A tiny Irish village is busily redecorating and putting up the Stars and Stripes to prepare for the return of the prodigal son: US President Barack Obama.
Obama is expected to make a brief visit on Monday to Moneygall, little more than a cluster of pebble-dashed houses, a few shops and a pub, to see where his great-great-great grandfather on his mother’s side, Falmouth Kearney, hailed from.
In 1850, with Ireland ravaged by famine, the 19-year-old cobbler’s son left for the new world, arriving in New York before settling in Ohio.
Photo: Reuters
Now the one-strip village in County Offaly can hardly wait to welcome Obama during his visit to Ireland.
Henry Healy, a soft-spoken plumbing firm accounts manager, has a special reason for looking forward to meeting the president — he is Obama’s eighth cousin.
“It is a personal visit for the president to come back to Moneygall, so you’ve got to see the people and it would be a waste to visit if he failed to get to greet the people of the village. It’s a trek home to see where his ancestors came from,” the 26-year-old said.
The link to Moneygall was discovered in 2007. Healy was invited by Irish-American Democrats to attend Obama’s inauguration in 2009 and he hopes to meet his distant cousin this time — though he admits there is little family resemblance.
“I don’t think I resemble him at all. I’ve seen my face superimposed onto his but no, I don’t think so,” he said.
Moneygall — or Muine Gall in Gaelic, which translates as “Foreigners’ Thicket” — is pulling out all the stops, with buildings being frantically spruced up for the occasion.
Surrounded by deep green pastures, the village sits beneath typically overcast Irish skies, with the smell of smoke in the moist air and strings whipping against the newly erected flagpoles.
Obama is expected to pop into Ollie Hayes’ pub. A bust of the 44th US president sits on the bar and his face adorns posters on the walls.
The pub can hold 290 people — almost big enough for all of Moneygall’s 300 residents.
“I’ve lived here all my life and I’ve never seen anything like it,” Hayes said, admitting the enormity of the occasion “won’t really hit until he walks in the door.”
“I might have a drink with him. The Americans love the Irish culture, he might stay in for a session for the day. Wouldn’t that be brilliant?” Hayes said.
Across the road is a newly set up T-shirt shop, featuring a “What’s the craic, Barack?” (an Irish term meaning “What’s up?”) garment in the window.

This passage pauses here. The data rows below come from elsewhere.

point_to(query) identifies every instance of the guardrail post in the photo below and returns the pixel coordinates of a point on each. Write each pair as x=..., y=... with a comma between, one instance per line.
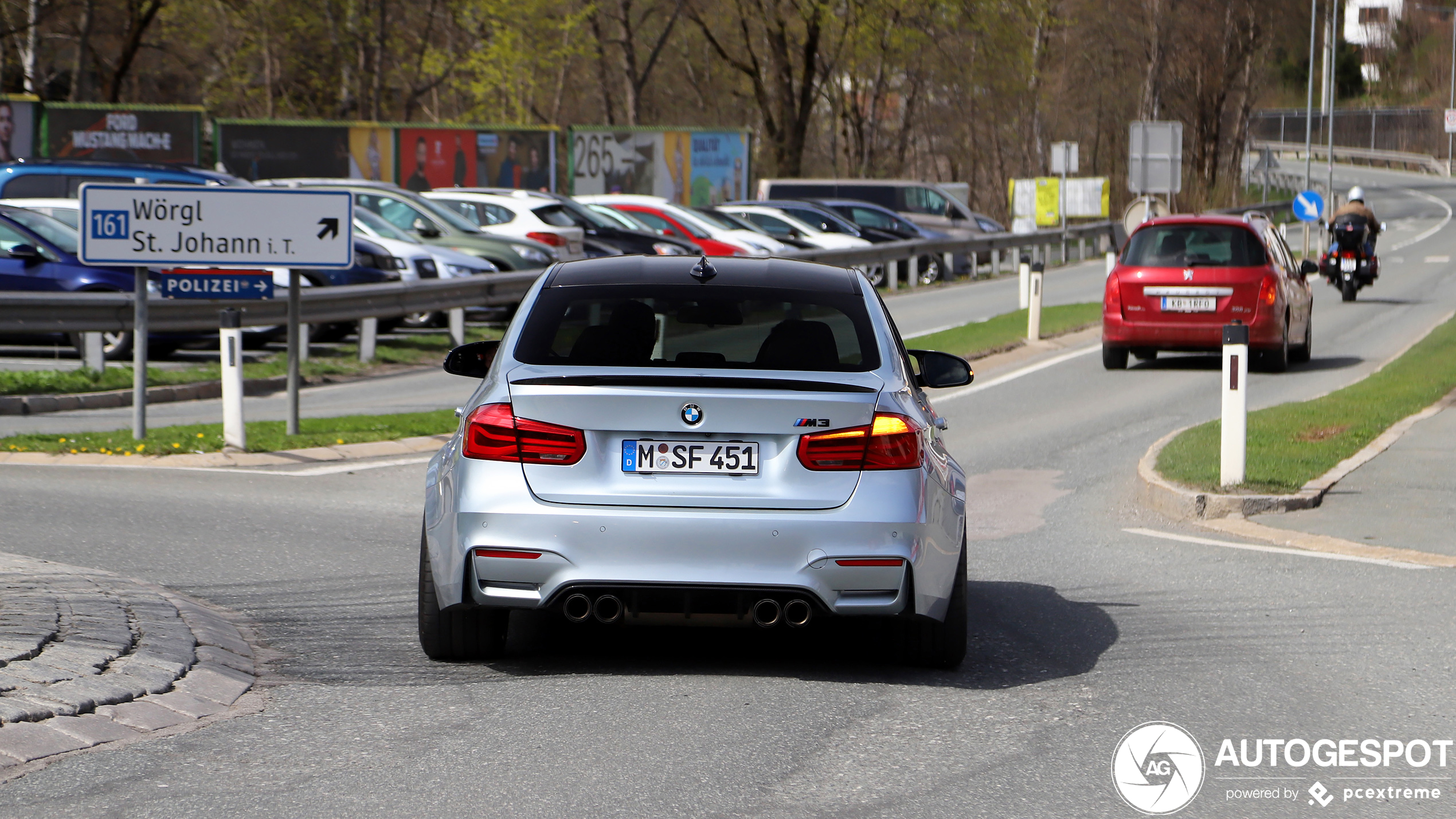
x=1024, y=284
x=139, y=357
x=230, y=344
x=293, y=351
x=1234, y=430
x=369, y=335
x=93, y=352
x=457, y=326
x=1034, y=312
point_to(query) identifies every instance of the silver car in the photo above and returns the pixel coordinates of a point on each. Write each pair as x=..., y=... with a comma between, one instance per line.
x=662, y=440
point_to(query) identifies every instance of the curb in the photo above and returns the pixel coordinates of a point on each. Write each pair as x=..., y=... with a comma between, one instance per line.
x=1185, y=504
x=213, y=460
x=109, y=399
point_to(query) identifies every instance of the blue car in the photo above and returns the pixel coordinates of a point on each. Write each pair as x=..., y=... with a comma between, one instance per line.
x=60, y=178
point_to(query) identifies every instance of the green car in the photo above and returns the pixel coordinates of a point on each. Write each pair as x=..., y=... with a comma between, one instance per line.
x=433, y=223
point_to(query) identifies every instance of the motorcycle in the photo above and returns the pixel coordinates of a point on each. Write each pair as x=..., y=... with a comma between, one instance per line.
x=1350, y=264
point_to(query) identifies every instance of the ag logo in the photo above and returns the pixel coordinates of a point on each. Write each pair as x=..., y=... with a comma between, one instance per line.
x=1158, y=769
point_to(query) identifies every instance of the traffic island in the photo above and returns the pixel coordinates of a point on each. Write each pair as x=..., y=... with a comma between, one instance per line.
x=89, y=658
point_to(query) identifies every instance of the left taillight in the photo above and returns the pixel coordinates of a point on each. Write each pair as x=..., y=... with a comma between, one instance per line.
x=495, y=434
x=890, y=442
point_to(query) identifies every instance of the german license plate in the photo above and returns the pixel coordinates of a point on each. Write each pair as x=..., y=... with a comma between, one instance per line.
x=1190, y=303
x=691, y=457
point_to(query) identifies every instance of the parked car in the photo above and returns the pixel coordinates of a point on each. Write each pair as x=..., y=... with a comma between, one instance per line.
x=520, y=213
x=60, y=178
x=619, y=399
x=1180, y=280
x=433, y=223
x=922, y=203
x=678, y=222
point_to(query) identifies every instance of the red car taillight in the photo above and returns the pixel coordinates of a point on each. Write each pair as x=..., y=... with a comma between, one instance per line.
x=494, y=434
x=1113, y=301
x=546, y=239
x=1269, y=291
x=890, y=442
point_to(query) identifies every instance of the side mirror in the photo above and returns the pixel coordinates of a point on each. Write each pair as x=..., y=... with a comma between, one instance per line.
x=941, y=369
x=26, y=252
x=472, y=360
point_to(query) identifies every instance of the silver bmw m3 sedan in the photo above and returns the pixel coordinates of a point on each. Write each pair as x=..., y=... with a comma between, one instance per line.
x=673, y=441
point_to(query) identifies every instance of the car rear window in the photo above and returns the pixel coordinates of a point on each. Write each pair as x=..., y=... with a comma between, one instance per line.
x=1187, y=245
x=717, y=328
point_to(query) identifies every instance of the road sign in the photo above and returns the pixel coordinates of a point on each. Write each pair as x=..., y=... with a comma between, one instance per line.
x=216, y=284
x=1063, y=159
x=1155, y=158
x=1308, y=206
x=236, y=228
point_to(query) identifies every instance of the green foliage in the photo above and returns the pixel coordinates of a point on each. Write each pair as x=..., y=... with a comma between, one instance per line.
x=1292, y=444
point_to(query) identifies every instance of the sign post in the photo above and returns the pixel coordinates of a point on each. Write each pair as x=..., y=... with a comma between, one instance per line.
x=220, y=228
x=230, y=350
x=1234, y=440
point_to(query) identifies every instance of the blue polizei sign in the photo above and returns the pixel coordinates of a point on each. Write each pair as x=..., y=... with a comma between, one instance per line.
x=1308, y=206
x=216, y=284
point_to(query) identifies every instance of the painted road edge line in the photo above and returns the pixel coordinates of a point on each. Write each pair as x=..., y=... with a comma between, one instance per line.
x=1273, y=549
x=1015, y=374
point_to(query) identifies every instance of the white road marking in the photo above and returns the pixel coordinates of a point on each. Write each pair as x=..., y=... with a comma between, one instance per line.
x=1274, y=549
x=1015, y=374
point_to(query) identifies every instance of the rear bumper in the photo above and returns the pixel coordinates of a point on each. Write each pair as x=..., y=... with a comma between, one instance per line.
x=777, y=550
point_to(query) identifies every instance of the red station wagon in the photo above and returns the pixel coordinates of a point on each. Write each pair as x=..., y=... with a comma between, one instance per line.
x=1180, y=280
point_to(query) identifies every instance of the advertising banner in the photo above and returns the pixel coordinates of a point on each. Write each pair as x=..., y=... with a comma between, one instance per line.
x=254, y=149
x=689, y=168
x=17, y=127
x=122, y=133
x=475, y=158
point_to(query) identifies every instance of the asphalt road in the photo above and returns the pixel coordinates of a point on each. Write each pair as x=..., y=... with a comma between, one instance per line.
x=1081, y=632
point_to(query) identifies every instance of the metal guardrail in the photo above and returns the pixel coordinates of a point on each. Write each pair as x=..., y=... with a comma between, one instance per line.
x=112, y=312
x=1420, y=162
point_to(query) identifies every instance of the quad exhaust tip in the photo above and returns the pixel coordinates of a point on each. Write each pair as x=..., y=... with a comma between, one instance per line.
x=577, y=607
x=608, y=609
x=766, y=613
x=799, y=613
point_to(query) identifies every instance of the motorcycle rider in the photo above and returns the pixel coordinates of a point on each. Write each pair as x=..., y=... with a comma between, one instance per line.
x=1356, y=206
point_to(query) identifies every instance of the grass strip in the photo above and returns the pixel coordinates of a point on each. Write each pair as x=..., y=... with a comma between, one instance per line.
x=1292, y=444
x=263, y=436
x=1008, y=331
x=332, y=360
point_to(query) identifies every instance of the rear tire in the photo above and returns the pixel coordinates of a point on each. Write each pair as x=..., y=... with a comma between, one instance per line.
x=469, y=634
x=941, y=644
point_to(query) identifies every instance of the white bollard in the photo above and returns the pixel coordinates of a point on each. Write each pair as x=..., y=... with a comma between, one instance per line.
x=230, y=341
x=1024, y=285
x=457, y=326
x=369, y=336
x=1034, y=310
x=1234, y=441
x=93, y=354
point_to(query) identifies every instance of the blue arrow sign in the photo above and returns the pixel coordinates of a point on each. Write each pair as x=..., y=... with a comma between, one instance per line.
x=1308, y=206
x=216, y=284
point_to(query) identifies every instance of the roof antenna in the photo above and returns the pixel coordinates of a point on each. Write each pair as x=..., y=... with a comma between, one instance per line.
x=704, y=269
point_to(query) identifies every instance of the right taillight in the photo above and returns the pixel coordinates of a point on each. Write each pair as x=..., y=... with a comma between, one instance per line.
x=495, y=434
x=890, y=442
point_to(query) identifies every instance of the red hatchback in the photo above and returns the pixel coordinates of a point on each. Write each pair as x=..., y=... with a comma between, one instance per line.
x=1180, y=280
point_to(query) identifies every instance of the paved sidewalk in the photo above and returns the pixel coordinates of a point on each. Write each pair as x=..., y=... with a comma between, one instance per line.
x=89, y=658
x=1404, y=498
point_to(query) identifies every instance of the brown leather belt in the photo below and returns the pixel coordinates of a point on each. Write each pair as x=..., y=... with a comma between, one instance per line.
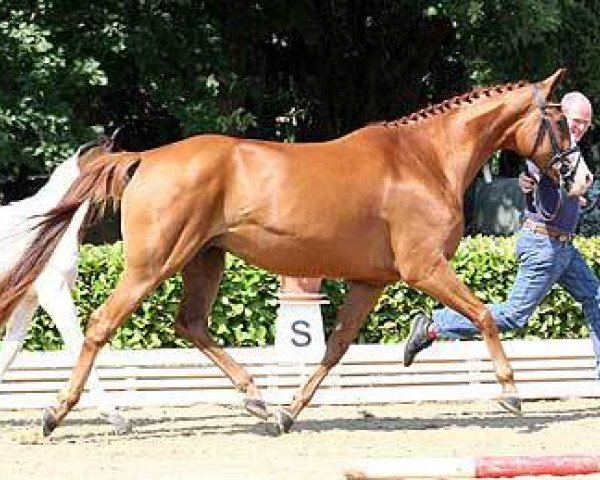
x=548, y=231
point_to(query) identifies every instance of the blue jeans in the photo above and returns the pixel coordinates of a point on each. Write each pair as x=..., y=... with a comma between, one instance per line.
x=543, y=262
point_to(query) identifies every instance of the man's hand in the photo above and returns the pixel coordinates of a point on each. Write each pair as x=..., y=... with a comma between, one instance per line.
x=526, y=183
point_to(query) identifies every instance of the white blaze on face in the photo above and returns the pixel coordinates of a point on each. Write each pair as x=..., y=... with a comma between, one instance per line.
x=583, y=177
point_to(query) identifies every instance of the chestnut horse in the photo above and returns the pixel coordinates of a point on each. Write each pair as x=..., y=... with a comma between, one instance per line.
x=379, y=205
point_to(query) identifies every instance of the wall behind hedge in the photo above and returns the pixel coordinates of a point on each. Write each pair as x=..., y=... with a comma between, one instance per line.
x=245, y=310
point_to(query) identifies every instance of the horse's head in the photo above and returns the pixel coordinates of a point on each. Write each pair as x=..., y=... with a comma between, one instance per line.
x=544, y=136
x=95, y=148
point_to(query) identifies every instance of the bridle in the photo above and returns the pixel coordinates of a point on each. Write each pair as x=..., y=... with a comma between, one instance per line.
x=560, y=157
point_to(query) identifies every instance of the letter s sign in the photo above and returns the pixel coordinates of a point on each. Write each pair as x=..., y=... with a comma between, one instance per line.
x=302, y=332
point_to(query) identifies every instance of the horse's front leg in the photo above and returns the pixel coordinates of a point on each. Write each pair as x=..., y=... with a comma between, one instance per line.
x=434, y=276
x=360, y=300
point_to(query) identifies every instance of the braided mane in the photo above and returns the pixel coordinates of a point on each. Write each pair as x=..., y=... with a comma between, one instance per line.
x=446, y=105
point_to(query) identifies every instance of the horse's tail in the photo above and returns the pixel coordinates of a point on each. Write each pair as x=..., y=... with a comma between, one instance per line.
x=102, y=182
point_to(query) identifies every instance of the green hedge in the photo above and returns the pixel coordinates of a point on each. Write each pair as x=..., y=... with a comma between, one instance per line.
x=245, y=309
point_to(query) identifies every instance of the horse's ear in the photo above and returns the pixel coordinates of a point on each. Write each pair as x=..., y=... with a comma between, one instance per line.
x=549, y=85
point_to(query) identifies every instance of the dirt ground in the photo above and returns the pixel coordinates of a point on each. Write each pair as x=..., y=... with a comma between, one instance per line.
x=221, y=442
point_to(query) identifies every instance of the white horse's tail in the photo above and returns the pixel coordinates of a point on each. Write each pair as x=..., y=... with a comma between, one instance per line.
x=102, y=182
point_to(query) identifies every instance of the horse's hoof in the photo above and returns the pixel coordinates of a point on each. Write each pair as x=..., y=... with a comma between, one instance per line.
x=284, y=420
x=121, y=425
x=256, y=407
x=49, y=422
x=510, y=404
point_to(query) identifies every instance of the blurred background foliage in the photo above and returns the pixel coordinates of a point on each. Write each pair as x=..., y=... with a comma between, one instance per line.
x=289, y=70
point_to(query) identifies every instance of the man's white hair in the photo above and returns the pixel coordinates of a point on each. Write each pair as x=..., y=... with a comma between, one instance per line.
x=573, y=98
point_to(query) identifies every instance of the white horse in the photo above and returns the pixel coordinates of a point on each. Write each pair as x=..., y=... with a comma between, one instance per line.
x=52, y=288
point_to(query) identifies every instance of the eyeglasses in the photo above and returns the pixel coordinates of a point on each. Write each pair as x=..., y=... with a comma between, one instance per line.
x=580, y=122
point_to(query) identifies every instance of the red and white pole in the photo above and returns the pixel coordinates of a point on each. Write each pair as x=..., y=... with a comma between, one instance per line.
x=474, y=467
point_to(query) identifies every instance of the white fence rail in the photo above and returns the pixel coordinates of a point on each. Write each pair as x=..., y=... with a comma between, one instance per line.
x=367, y=374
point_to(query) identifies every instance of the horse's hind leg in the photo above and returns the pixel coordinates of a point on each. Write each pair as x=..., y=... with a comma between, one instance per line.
x=54, y=296
x=359, y=302
x=201, y=279
x=134, y=285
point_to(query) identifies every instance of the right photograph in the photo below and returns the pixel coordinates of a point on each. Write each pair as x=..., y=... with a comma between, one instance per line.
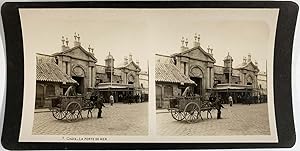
x=215, y=81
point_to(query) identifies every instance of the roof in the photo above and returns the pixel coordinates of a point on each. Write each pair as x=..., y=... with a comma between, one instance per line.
x=130, y=62
x=243, y=65
x=81, y=48
x=47, y=70
x=199, y=48
x=170, y=73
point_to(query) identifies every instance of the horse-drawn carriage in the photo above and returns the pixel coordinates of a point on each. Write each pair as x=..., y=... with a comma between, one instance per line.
x=190, y=108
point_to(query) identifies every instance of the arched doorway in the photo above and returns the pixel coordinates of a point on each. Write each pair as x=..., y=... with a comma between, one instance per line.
x=196, y=75
x=249, y=80
x=78, y=75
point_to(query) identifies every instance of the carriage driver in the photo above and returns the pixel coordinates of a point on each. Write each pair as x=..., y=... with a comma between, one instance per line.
x=99, y=104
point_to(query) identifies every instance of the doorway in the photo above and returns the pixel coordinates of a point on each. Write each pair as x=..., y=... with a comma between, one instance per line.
x=80, y=87
x=198, y=88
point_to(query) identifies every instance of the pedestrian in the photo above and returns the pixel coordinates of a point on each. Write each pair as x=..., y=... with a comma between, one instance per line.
x=111, y=100
x=70, y=91
x=99, y=105
x=218, y=107
x=230, y=100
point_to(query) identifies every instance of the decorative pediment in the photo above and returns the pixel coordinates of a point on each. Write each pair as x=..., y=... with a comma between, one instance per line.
x=250, y=66
x=132, y=66
x=196, y=72
x=78, y=52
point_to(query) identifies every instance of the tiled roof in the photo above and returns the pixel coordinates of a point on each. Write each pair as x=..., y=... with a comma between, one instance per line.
x=170, y=73
x=197, y=47
x=79, y=47
x=47, y=70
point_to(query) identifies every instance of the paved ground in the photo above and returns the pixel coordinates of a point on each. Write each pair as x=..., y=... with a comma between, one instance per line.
x=120, y=119
x=237, y=120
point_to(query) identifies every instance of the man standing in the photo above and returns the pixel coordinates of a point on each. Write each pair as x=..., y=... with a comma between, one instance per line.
x=218, y=107
x=111, y=100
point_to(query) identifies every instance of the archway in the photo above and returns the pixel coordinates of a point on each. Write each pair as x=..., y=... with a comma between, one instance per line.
x=196, y=74
x=78, y=75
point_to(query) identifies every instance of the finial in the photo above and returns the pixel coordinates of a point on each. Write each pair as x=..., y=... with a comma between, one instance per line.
x=186, y=42
x=67, y=42
x=89, y=48
x=208, y=49
x=63, y=40
x=78, y=37
x=182, y=41
x=75, y=36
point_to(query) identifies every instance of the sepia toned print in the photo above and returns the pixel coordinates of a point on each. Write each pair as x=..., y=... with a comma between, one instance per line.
x=148, y=75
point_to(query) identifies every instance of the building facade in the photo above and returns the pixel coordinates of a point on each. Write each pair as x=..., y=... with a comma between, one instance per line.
x=74, y=65
x=199, y=66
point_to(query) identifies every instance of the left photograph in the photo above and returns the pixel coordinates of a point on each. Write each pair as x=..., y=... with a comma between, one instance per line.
x=87, y=83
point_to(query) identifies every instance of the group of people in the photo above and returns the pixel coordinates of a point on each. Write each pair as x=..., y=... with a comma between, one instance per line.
x=131, y=98
x=97, y=100
x=216, y=102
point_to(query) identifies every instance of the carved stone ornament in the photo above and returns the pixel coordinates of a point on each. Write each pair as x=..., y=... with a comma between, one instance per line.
x=78, y=71
x=196, y=72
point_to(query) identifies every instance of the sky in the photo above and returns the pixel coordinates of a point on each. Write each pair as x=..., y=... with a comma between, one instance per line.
x=145, y=32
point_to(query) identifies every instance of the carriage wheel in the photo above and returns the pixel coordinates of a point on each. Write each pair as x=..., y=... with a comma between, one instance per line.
x=73, y=111
x=208, y=109
x=177, y=115
x=192, y=111
x=58, y=113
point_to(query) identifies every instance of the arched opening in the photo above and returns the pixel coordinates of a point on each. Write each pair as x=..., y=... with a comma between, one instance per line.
x=50, y=90
x=168, y=91
x=196, y=75
x=249, y=80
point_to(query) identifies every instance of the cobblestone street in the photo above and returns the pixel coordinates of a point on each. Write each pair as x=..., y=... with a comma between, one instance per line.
x=237, y=120
x=119, y=119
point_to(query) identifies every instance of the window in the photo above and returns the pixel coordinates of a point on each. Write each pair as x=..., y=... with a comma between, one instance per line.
x=66, y=67
x=168, y=91
x=184, y=68
x=50, y=90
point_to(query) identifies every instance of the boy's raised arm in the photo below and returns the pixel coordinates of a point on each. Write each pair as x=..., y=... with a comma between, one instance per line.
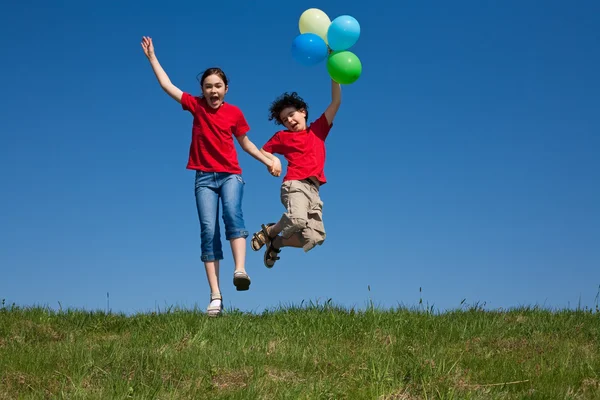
x=160, y=73
x=336, y=100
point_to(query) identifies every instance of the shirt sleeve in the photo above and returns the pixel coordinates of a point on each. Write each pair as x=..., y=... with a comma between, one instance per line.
x=273, y=145
x=241, y=126
x=189, y=102
x=321, y=127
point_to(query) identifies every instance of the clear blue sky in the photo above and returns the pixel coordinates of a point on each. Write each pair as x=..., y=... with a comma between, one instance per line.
x=463, y=161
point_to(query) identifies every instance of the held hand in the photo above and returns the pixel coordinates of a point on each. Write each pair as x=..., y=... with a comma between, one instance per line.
x=275, y=167
x=148, y=46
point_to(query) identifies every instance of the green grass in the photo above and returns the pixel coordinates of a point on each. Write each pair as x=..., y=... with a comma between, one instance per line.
x=311, y=352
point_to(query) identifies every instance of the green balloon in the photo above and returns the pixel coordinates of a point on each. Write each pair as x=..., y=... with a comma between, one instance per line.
x=344, y=67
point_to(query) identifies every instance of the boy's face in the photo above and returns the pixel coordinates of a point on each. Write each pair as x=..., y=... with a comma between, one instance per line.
x=213, y=90
x=293, y=119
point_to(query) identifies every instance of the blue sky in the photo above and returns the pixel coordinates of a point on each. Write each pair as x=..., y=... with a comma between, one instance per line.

“We’re going Obama mad,” said the owner Billy Hayes, Ollie’s 26-year-old nephew.
His best-seller is a T-shirt reading “O’Bama — Is Feidir Linn”: the president’s “Yes We Can” presidential campaign slogan in Gaelic.
Protestant minister Canon Stephen Neill is the custodian of the baptismal records confirming Falmouth Kearney’s origins.
“They correlate exactly with the American records and are the definitive link that proves that Barack Obama’s third great-grandfather was from Moneygall,” he said.
Parts of the original Kearney house are still there, including the gable end and the iron rods that held up the wall. A second floor has been added and it is now a modest, pebble-dash grey two-bedroom home, with a sign outside telling of its links to Obama.